ルネサスの官民支援策、産革機構とトヨタら取引先8社が合計1500億円出資:ビジネスニュース 企業動向
経営再建中のルネサス エレクトロニクスが12月10日、産業革新機構の他、大口顧客である取引先8社から第三者割当で合計1500億円を調達する方針を発表。この件で同社は10日の午後5時半から東京都内で緊急会見を開く。同社の代表取締役社長である赤尾泰氏と、産業革新機構の代表取締役社長である能見公一氏が出席する予定だ。
経営再建中の国内半導体大手ルネサス エレクトロニクスは2012年12月10日、第三者割当によって1500億円を調達する方針を発表した。官民ファンドの産業革新機構の他、ルネサスの大口顧客である取引先8社が割当先となり、出資する形だ。具体的な出資額は、産業革新機構が約1383億5000万円、トヨタ自動車が50億円、日産自動車が30億円、ケーヒンとデンソーがそれぞれ約10億円、キヤノンとニコン、パナソニックがそれぞれ約5億円、安川電機が1億5000万円である。

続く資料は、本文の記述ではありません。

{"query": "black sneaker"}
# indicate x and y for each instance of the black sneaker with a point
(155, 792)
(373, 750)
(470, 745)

ルネサスは、この第三者割当増資によって調達した1500億円の資金を、以下のように活用するとしている。すなわち、(1)マイコンの先端プロセス開発および開発基板の標準化に400億円、(2)生産(試作・量産)に用いる設備に200億円、(3)自動車向け半導体のソリューション事業に400億円、(4)産業向け半導体のソリューション事業に400億円、(5)経営基盤再構築のための開発に100億円をそれぞれ投じる計画だ。
(1)では、マイコンの製造に向けて28nm世代の先端的な半導体プロセスを開発するとともに、開発基盤の標準化にも資金を投じ、「マイコン市場で他社の追随を許さない圧倒的なポジションの確保を図る」(同社)とする。(2)では、量産中の既存プロセスの収益性向上や開発済み先端プロセスの競争力強化のための設備投資に加え、アナログに向けたプロセス技術の微細化やウエハーの大口径化のための設備投資を行い、製品競争力を強化する考えだ。
(3)と(4)のソリューション事業については、自動車向けと産業向けで高い市場シェアを握るマイコンを軸に、各市場の顧客企業にマイコンと組み合わせて提案するアナログICやパワー半導体の技術力強化や、ラインアップ拡充のための事業買収(M&A)や協業を推進するという。さらに、ソリューション提案力を強化すべく、組み込みOSベンダーやIPコアベンダーのM&Aや協業、新興国における独立系デザインハウスとの協業やM&Aも進めるとしている。
(5)では、市場の急激な変化に即応できる意思決定のスピードアップを目的とした事業評価システムの改善や、生産設備の耐震強化、マルチファブ化などを実施していくという。
なおルネサスはこの第三者割当増資について2012年12月10日の午後5時半から東京都内で緊急会見を開く。同社の代表取締役社長である赤尾泰氏と、産業革新機構の代表取締役社長である能見公一氏が出席する予定だ。 会見の内容については、追って報じる。